Haplotype Sharing Methods


A convenient way to incorporate haplotypes into statistical analysis of complex diseases is the use of haplotype sharing measures. Statistical methods summarise evolutionary events such as mutation, recombination and coalescence into simple scores to improve the power of association tests. Existing methods provide flexible tools for various study designs such as pedigree data and case‐control data, in candidate gene analysis and for genome‐wide association analysis. Although haplotype sharing methods were powerful in detecting disease mutations in isolated populations, their applicability for complex diseases in general population deserves further investigation as their potential for possible extensions using a variety of genomic variants, such as copy number variation and uncommon sequence mutations.

Key Concepts:

  • Statistical methods for haplotype sharing analysis in candidate gene association analysis and genome‐wide studies have been developed that incorporate information of local haplotypes to improve the power to identify disease susceptibility variants.

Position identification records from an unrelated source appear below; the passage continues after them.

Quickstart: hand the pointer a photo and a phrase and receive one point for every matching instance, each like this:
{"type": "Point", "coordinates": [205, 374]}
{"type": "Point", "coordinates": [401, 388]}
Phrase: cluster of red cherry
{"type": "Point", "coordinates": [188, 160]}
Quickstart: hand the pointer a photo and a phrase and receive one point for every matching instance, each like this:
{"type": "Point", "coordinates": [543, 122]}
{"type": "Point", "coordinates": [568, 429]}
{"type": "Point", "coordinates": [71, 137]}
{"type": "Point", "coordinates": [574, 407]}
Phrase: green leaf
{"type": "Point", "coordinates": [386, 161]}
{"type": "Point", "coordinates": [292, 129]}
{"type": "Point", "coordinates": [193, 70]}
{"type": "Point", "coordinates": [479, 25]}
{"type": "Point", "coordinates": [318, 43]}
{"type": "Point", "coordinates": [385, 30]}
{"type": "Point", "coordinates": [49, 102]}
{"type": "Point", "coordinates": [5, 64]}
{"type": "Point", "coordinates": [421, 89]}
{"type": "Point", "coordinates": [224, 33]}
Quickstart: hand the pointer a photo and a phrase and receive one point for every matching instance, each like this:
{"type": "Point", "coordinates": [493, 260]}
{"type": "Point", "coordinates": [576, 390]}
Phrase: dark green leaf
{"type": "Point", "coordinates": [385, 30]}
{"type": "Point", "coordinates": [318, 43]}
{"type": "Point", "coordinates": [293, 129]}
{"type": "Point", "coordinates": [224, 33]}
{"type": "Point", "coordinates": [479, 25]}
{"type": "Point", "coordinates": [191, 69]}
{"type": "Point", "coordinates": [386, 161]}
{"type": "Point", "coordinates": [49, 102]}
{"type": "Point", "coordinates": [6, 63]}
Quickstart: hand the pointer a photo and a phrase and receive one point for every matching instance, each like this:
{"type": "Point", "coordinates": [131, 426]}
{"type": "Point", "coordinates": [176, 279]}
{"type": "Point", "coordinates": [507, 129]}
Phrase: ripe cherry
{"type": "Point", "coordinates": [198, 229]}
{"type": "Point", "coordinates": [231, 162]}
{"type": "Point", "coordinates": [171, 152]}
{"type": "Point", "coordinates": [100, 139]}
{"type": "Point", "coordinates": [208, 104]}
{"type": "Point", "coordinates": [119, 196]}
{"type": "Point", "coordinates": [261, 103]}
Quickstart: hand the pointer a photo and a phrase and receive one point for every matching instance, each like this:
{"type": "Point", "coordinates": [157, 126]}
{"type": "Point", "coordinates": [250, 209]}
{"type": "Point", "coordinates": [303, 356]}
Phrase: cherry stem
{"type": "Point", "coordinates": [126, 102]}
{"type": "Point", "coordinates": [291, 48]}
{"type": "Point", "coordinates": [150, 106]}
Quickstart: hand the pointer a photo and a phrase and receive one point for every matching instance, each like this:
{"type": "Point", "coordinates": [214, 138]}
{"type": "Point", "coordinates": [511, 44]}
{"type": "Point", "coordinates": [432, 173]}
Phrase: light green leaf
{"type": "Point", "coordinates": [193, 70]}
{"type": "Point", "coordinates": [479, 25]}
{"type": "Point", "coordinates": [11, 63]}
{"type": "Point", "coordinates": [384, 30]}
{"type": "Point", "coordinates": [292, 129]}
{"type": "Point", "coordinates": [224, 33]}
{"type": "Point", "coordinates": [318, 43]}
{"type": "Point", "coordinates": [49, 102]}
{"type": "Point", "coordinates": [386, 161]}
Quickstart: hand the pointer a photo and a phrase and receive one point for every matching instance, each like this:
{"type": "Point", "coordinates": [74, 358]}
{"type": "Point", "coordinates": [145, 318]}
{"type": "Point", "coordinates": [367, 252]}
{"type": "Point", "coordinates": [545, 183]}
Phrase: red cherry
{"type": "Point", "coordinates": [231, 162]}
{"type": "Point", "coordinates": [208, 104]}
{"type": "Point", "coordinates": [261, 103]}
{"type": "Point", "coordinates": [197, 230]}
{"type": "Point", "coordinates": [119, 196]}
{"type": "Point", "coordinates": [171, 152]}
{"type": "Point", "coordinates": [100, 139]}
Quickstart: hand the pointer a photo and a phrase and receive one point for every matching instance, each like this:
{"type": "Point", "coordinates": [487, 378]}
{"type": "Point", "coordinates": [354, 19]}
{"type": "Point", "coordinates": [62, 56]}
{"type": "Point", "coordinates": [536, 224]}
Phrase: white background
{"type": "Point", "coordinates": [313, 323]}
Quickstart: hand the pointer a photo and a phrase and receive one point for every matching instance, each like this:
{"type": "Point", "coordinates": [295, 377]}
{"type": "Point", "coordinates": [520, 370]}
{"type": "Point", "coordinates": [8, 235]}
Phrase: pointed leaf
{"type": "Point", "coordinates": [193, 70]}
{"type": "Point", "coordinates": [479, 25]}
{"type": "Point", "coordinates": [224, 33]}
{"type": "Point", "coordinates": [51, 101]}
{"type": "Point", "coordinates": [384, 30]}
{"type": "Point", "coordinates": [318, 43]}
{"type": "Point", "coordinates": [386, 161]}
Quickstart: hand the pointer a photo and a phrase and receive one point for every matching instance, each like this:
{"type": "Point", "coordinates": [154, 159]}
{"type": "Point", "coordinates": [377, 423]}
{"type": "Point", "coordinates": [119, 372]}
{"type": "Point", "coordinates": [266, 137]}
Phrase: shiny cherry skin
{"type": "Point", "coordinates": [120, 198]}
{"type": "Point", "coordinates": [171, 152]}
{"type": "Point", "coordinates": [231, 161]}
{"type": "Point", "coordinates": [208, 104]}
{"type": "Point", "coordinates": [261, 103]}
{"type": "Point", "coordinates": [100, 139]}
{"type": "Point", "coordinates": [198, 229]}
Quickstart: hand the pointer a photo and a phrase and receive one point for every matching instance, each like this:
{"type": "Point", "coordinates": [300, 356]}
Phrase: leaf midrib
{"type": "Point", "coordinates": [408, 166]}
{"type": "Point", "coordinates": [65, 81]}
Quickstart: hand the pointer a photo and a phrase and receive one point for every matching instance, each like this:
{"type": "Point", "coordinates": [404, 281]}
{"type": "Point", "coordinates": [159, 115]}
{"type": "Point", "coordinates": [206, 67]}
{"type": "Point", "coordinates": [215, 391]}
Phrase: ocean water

  • Haplotype sharing analysis of complex disease relies on population genetic assumptions and incorporates in a convenient way of mutations and recombinations.

  • Statistical methods based on haplotype sharing are available for various study designs, types of trait variable and genetic and nongenetic data.

  • Haplotype sharing analysis extends the identical by descent concept, successfully applied in linkage analysis, to population‐based association studies.

  • Reducing a potentially large number of haplotypes to simple similarity scores may reduce degrees of freedom for hypothesis testing, and thus may improve the power.

  • Haplotypes with low frequencies can easily be considered.

  • Haplotype sharing analysis may be more powerful than conventional methods in detecting rare variants.

Keywords: haplotype similarity; haplotype cluster; haplotype scores; haplotype association; nonparametric linkage; isolated populations

Figure 1.

Coalescence tree of haplotypes with respect to a disease locus (DL). MRCA, Most Recent Common Ancestor. ‘t’ are the times between the coalescent events and the observed haplotypes. T1, time to the MRCA of the haplotypes, which do not carry the disease mutation and T2, time to the MRCA of the haplotypes, which carry the disease mutation.

Figure 2.

Presentation of the different measures of haplotype sharing for two pairs of haplotypes. Red arrow indicates the disease locus between SNP4 and SNP5. Shared regions and markers IBS are marked blue.

Figure 3.

(a) Mean shared length for a sample of 500 cases and controls in kilobase for the three types of comparisons: (i) case haplotypes versus case haplotypes (red), (ii) control haplotypes versus control haplotypes and the (iii) discordant comparison case haplotypes versus control haplotypes. Grey areas denote the identified blocks. The vertical line corresponds to the disease locus. (b) Range of the sharing for all comparisons of haplotypes. For each marker, the mean shared length (red) as well as the maximum range (black) is presented. The vertical line corresponds to the disease locus.

Figure 4.

−Log10 of the p‐values for the sample of 500 cases and controls. Horizontal line corresponds to the p‐value p=.05; the vertical line corresponds to the disease locus. Test statistic was evaluated with the Mantel statistics based on haplotype sharing by Beckmann et al..

Figure 5.

Dendogram of the 18 haplotypes with frequencies >1% from the study of Heid et al.. Red arrows indicate the haplotypes carrying the disease allele as well as the corresponding position between SNP4 and SNP5. The red rectangle indicates a possible cluster, which includes the risk haplotypes. The black rectangles denote clusters with haplotypes that do not carry the disease allele.